The rules on such credits are clear. All expenses incurred in certain types of work which break new ground or advance an existing product are eligible and for every £1 spent a company can reclaim 33p from HMRC and you can go back three years so in 2017 you can claim for expenses incurred in 2017, 2016 and 2015.
I will be charitable and assume that 2016 and 2015 claims for credits all referred to 2014 and before although I suspect that is unlikely - why delay a claim and possible source of cash. But under this charitable interpretation one would see a 2017 claim of £429,500 while the entirety of possible expenses to be claimed against is £1,486,794. But that assumes that almost 100% of payroll, consultancy fees and computer hardware purchases are eligible. To have claimed £429,500 ECG would have to have suffered R&D claimable costs of £1,301,515.
Now three things strike me. The first is that the main business of ECG is staging events although they seem to be non revenue generating. I cannot see how that ius R&D claimable.
The second is that after all of these R&D tax credits at the end of 2017 the company appears to have zero tangible fixed assets and just £200,000 of intangible assets. The costs of creating these intangible assets is stated ( page 7 of the 2017 accounts) as £388,632 of which £102,811 was created in calendar 2017 ( when the R&D tax credit was £429,500). that looks a bit odd to me.
And thirdly, an internal source tells me that the business engaged in virtually no R&D and that the costs shown in the P&L relate to merely running the events business and other ongoing costs. By the middle of 2017 there were indeed virtually no staff at ECG.

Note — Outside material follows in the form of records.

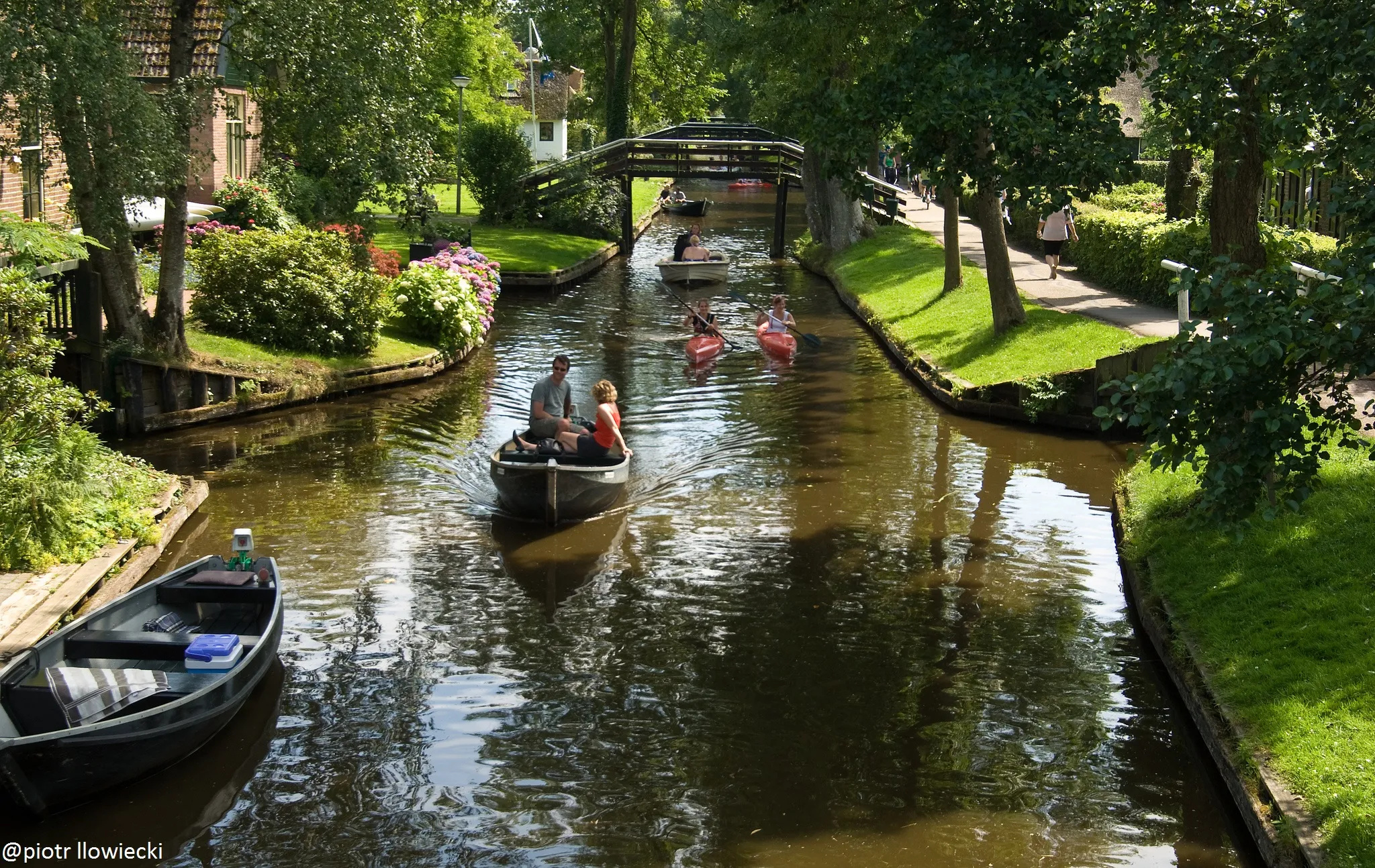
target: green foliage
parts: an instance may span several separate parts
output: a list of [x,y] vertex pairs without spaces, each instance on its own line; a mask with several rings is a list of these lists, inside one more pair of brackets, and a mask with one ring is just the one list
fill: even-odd
[[452,358],[481,345],[500,291],[496,276],[480,253],[451,249],[412,262],[392,282],[392,293],[407,330]]
[[285,229],[286,212],[276,194],[265,184],[241,177],[224,179],[224,187],[214,191],[214,203],[224,209],[220,222],[241,229]]
[[470,124],[463,130],[463,180],[483,203],[481,218],[502,224],[524,205],[520,177],[534,168],[525,137],[514,126]]
[[[1367,449],[1348,386],[1375,371],[1375,280],[1305,286],[1287,268],[1244,273],[1218,260],[1210,276],[1187,271],[1210,335],[1187,327],[1176,352],[1145,374],[1110,383],[1104,427],[1141,429],[1152,467],[1199,471],[1199,507],[1238,522],[1292,508],[1335,445]],[[1225,324],[1224,324],[1225,323]]]
[[10,265],[32,269],[63,260],[84,260],[88,246],[103,244],[81,232],[65,232],[51,222],[0,212],[0,251],[10,257]]
[[1064,386],[1055,382],[1053,376],[1026,376],[1018,380],[1022,386],[1022,412],[1027,419],[1035,422],[1041,413],[1050,412],[1060,407],[1068,394]]
[[1137,212],[1140,214],[1165,213],[1165,187],[1151,181],[1118,184],[1107,192],[1089,199],[1089,205],[1110,212]]
[[209,328],[322,356],[367,354],[388,313],[386,282],[338,232],[214,232],[191,261],[191,313]]
[[996,335],[983,272],[967,264],[964,286],[943,293],[945,249],[925,232],[901,225],[881,227],[835,254],[829,268],[899,346],[980,386],[1088,368],[1147,342],[1097,320],[1034,305],[1027,305],[1023,326]]
[[[1038,249],[1037,210],[1020,205],[1011,210],[1008,236]],[[1077,265],[1082,277],[1147,304],[1174,305],[1174,275],[1160,268],[1160,260],[1194,268],[1206,268],[1211,261],[1206,220],[1166,221],[1163,214],[1085,210],[1075,214],[1074,224],[1079,240],[1066,244],[1064,261]],[[1272,266],[1294,261],[1327,269],[1336,254],[1335,239],[1304,229],[1261,224],[1261,240]]]
[[620,214],[630,203],[615,179],[595,177],[586,166],[579,166],[564,177],[560,191],[565,184],[576,192],[565,194],[544,207],[544,227],[588,238],[620,238]]
[[1375,463],[1338,449],[1298,514],[1238,537],[1188,515],[1189,468],[1121,481],[1128,558],[1246,729],[1320,823],[1323,864],[1375,864]]
[[1169,159],[1138,159],[1136,161],[1136,177],[1165,188],[1165,172],[1170,168]]
[[144,536],[165,477],[103,446],[80,423],[103,405],[48,376],[47,286],[0,269],[0,569],[81,560],[116,536]]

Now of course Julie Meyer MBE is a devout Christian, has been lauded by Vince Cable and is a pillar of the establishment so I reckon that I must have missed something. But just to be sure I have asked HMRC to have a butchers and that they have now started to do.
And if Julie thinks that this bad news day is over, what with the Maltese court problems and this, I am afraid that she is sadly mistaken. There is more to come. Praise The Lord.